Michael Tombros was born in Athens in 1889.

 

He grew up on the island of Andros where he came into early contact with sculpture at his father’s marble-working studio.

 

Tombros enrolled at the School of Fine Arts, Athens where he studied sculpture and drawing, from 1903 till 1909 under Georgios Vroutos, Lazaros Sochos, Alexandros Kaloudis and Dimitrios Geraniotis. A year after his graduation he established his workshop in Athens.

 

In 1914 on a scholarship he continued his studies in Paris at the Academie Julian in the workshops of Henri Bouchard and Paul Landowski.

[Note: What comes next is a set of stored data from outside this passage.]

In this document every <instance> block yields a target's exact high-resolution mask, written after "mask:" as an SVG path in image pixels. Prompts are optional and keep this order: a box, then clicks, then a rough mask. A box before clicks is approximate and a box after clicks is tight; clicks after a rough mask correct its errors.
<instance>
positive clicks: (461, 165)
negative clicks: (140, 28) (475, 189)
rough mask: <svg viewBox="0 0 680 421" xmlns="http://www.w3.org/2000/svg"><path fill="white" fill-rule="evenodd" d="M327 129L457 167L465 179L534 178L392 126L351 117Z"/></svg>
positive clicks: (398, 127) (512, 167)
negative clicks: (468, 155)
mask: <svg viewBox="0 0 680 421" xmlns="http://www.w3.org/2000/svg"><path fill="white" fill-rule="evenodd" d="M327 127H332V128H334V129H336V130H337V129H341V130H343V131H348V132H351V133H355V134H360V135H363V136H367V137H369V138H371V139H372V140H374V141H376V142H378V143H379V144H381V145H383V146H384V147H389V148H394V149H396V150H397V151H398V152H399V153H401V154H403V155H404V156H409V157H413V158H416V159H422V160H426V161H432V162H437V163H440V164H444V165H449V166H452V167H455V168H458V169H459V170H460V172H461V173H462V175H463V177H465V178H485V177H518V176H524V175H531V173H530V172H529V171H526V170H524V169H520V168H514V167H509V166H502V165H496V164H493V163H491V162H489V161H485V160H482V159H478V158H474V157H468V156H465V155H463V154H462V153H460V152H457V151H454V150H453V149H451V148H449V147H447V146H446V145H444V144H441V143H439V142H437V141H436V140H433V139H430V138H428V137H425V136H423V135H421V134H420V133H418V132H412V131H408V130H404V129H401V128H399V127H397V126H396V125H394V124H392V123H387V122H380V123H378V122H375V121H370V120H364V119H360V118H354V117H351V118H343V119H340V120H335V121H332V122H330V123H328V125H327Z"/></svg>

On the outbreak of World War I, Tombros returned to Greece to fight for his country.

 

Between 1919 and 1923 he taught at the School of Architecture of the National Technical University of Athens when he resigned due to the negative reactions to his critique against the establishment of a War Museum.

 

After he had his first solo exhibition in Athens in 1924 and up to 1928 he lived in Paris and exhibited at the prestigious Salon des Independants, Salon d’Automne and the Salon des Tuileries. He was acquainted with the Greek art critics Stratis Eleftheriades Teriade and Christian Zervos, the Greek artists George Gounaropoulos and Nikos Hadjikyriakos-Ghika and the famous international artists Alexander Archipenko, Constantin Brancusi, Georges Braque and Pablo Picasso.

 

On his return to Athens, he exhibited his Parisian work to the astonishment of the Greek art scene. In 1933 he launched ‘20th century’ (Εικοστός Αιώνας), the first Greek magazine devoted to the visual arts; generally, throughout his life contributed articles on art to newspapers and magazines.  

 

He was elected a professor at the Athens School of Fine Arts in 1938, a position he held until his retirement in 1960, serving as a director between 1957 and 1959. In 1968 he was elected a member of the Academy of Athens and in 1970 held the position of President of the same institution.

 

In his numerous public statues and busts, Tombos demonstrates his knowledge of academic art, but in other works, especially in his smaller-scale sculptures, one can witness the influence of French modernism, particularly cubism and abstraction. From the 1950s onwards, his work uses more avant-garde references. The main characteristic of his work is the conversation between academic and modernist references.

 

Tombros exhibited extensively in Greece and abroad such as at the Venice Biennale (1934, 1938 and 1956) and the Sao Paolo Biennale (1955).

 

His work can be found in the National Gallery of Greece, the Municipal Gallery of Athens, the Goulandris Museum of Contemporary Art in Andros, the National Bank of Greece Cultural Foundation, the National Bank of Greece and many other public and private collections.